Ася стояла одна посреди улицы Ленина и смотрела на старинную монету у себя на ладони.
Вот ешё один. Вернём себе наш 2004!
11. Это подарок
читать дальше
And there's nothing wrong with me,
This is how I'm supposed to be
In a land of make-believe
That don't believe in me.
Green Day, Jesus of Suburbia (2004)
Сирень качалась под дождём как огромное пушистое облако. Парк у оперного театра ещё спал – разве что бюст поэта, который и сам когда-то сравнивал сирень с лиловым зданием из воска, щурился сквозь кусты и явно был доволен сравнением.
С земли город совсем другой: в нём гораздо легче найти что-то новое. Казалось бы, свернул с улицы во двор или обошёл театр с другой стороны, и оказался в другом мире. Или старый преобразилось до неузнаваемости. Вот как сейчас.
Ян Малинин не любил летать в дождь и поэтому шёл сегодня домой пешком. Время близилось к рассвету, и, значит, по пути к Рабочему Посёлку первый трамвай имел все шансы нагнать юношу. Но времени ещё полно – как раз хватит на то, чтобы зарыться лицом в мокрые гроздья цветов и запомнить об этой ночи их запах, а не бесконечные чужие кошмары. Ян больше не видел снов, поэтому оставалось создавать их наяву.
По воздуху тянулся запах сирени, а по лужам – желтые дорожки фонарей. Ян Малинин шёл по пустой улице, покачивая головой в такт ему одному слышной музыке. В его чёрных кудрявых волосах подпрыгивал в такт лиловый пятилепестковый цветок.
***
На кухне сидела мама в халате и мрачно глядела в телефонную трубку.
- Да, я понимаю, - дежурно кивала она невидимому собеседнику. – Аттестат важная вещь. Но я же не могу запретить своему взрослому сыну думать? Это ему в жизни пригодится гораздо больше. Почему мы вообще говорим об этом, Клавдия Петровна, напомните, пожалуйста? Яну осталось сдать последний экзамен и он уйдёт в лицей, поздно решать проблемы взаимоотношений с учителем. Я передам. Спасибо за беспокойство. Доброе утро.
Увидев Яна в дверном проёме, Марина закатила глаза и указала на трубку. Судя по всему, классная руководительница, отчаявшись поговорить с родителями Малинина в разумное время, разбудила её с утра пораньше – но, конечно же, не сообщила ничего нового. Марина положила трубку, зевнула и спросила:
- Хочешь кофе? У тебя сегодня экзамен по русскому и литературе, ты в курсе?
Ян рассеянно кивнул и плюхнулся на стул. Усталость всегда накатывала именно утром, и он не был уверен, что кофе поможет – но он хотя бы вкусный. А про экзамен он предпочёл бы вообще не вспоминать.

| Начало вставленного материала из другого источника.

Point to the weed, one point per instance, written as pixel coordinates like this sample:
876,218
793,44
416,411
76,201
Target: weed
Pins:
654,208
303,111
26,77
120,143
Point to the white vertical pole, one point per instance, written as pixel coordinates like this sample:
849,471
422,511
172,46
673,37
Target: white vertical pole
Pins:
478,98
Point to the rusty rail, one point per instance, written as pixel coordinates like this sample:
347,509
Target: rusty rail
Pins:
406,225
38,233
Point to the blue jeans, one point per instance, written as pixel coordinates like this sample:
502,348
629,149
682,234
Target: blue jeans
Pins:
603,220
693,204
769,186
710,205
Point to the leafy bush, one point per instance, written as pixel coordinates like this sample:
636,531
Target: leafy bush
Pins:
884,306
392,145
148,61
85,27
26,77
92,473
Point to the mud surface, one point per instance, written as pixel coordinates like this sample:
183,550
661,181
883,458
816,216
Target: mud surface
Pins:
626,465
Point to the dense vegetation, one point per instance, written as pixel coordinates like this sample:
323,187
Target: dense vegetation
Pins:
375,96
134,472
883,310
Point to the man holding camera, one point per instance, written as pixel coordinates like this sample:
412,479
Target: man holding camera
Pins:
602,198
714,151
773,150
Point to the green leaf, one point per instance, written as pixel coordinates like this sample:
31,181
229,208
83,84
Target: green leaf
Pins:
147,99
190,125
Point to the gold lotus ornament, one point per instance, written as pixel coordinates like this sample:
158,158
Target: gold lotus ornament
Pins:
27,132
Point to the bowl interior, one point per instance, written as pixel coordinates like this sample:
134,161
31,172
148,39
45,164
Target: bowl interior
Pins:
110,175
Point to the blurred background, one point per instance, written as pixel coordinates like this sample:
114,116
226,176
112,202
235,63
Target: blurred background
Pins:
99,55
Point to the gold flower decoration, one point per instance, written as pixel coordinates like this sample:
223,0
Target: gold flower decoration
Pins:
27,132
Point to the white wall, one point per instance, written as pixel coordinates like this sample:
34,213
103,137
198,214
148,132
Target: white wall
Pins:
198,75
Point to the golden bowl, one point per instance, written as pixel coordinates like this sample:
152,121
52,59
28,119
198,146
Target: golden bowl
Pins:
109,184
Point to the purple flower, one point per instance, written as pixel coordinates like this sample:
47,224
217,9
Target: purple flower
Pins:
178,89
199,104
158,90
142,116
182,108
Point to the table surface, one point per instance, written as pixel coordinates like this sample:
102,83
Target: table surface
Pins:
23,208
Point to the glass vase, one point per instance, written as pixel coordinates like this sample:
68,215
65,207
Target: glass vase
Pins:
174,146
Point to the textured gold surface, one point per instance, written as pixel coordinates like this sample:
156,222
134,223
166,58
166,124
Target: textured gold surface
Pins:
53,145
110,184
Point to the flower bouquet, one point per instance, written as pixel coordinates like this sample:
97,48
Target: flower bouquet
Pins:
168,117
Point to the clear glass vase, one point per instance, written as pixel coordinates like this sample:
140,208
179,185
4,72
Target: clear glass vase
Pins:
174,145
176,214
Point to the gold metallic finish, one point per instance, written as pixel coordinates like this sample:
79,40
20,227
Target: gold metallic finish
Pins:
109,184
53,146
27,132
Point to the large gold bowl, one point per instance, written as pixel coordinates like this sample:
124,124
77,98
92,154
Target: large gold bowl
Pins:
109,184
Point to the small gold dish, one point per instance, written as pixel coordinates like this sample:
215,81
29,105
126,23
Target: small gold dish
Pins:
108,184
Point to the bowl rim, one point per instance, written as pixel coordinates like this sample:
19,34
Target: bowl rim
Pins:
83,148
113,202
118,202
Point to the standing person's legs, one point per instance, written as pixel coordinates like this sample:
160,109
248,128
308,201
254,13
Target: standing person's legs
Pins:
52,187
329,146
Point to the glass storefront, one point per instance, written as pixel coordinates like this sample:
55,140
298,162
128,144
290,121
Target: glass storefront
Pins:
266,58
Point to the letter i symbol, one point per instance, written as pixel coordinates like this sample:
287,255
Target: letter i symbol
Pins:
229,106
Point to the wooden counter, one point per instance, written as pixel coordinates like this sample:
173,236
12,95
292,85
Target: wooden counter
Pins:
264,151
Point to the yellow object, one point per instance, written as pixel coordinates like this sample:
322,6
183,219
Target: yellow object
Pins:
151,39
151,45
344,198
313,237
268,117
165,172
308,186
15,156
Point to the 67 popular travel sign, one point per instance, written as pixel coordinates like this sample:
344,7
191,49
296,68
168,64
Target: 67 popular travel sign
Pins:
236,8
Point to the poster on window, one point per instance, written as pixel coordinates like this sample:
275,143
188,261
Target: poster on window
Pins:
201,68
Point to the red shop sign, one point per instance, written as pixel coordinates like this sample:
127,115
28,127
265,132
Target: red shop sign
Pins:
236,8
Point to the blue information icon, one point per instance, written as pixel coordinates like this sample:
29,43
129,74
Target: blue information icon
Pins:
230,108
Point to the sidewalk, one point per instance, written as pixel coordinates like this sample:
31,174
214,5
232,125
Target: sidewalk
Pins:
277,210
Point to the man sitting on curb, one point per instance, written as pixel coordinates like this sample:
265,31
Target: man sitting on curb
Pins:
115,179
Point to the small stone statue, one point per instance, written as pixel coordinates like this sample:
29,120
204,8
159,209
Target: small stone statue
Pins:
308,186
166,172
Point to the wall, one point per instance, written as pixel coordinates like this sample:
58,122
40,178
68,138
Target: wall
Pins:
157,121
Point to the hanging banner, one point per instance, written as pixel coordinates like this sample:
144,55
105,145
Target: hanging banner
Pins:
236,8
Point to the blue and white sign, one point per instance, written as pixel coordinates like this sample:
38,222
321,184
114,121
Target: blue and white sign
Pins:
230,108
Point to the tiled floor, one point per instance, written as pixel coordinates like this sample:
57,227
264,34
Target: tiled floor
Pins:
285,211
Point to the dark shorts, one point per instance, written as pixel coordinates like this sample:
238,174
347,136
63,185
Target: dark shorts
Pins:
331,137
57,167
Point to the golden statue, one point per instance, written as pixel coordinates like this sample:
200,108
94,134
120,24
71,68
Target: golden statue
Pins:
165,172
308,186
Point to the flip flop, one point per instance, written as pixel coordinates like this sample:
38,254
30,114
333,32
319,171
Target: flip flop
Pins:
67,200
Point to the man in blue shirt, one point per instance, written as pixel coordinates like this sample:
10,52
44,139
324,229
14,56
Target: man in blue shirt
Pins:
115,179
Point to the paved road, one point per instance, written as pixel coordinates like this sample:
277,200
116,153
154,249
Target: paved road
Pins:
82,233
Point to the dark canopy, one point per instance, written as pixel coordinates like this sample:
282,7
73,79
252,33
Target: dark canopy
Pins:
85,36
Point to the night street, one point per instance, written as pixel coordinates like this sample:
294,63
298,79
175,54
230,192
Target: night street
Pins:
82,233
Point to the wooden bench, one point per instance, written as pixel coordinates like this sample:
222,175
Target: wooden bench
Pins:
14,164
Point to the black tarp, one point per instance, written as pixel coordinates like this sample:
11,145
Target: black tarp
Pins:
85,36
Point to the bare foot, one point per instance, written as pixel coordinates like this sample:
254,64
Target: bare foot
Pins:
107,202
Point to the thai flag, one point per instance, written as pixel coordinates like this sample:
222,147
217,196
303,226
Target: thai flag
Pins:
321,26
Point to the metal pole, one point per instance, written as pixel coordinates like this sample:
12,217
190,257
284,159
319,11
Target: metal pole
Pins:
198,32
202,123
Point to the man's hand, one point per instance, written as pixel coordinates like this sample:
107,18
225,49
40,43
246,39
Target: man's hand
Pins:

- Тяжёлая ночь? - мама насыпала в свою походную турку кофе и специй и поставила на огонь. – Клавдию Петровну посетило во сне озарение и теперь она переживает, что ты завалишь экзамен и получишь тройки по русскому и литературе.
- Нет, такой сон точно не от меня, - Ян криво усмехнулся. Мама улыбнулась, но продолжила серьёзно:
- Она считает, что ты должен написать в сочинении то, чего от тебя хочет Алёна Ивановна. Иначе ты получишь тройки и испортишь себе аттестат.
- А ты считаешь также? – Ян устало откинул с лица волосы, и Марина подумала, что бунтарского духа обоим её мальчикам не занимать – но если Макс в школе в основном боролся с системой как идеей, то Ян защищал свободу слова. Эта идея импонировала Марине больше бесцельного съезжания по водосточной трубе – впрочем, когда-то она и против трубы не возражала. Лишь бы познавали мир - а что они это делают таким образом… Не говорить же, право слово, классной руководительнице, что они ещё и летают.
- Единственное, что имеет значение, — это как считаешь ты.
- Тогда я напишу как обычно, - Ян выпрямился. – Какое ей вообще дело? Она боится за статистику?
- Или что ты не поступишь в лицей, например, - Марина поставила перед сыном чашку кофе. – Она желает тебе только хорошего, просто по-своему.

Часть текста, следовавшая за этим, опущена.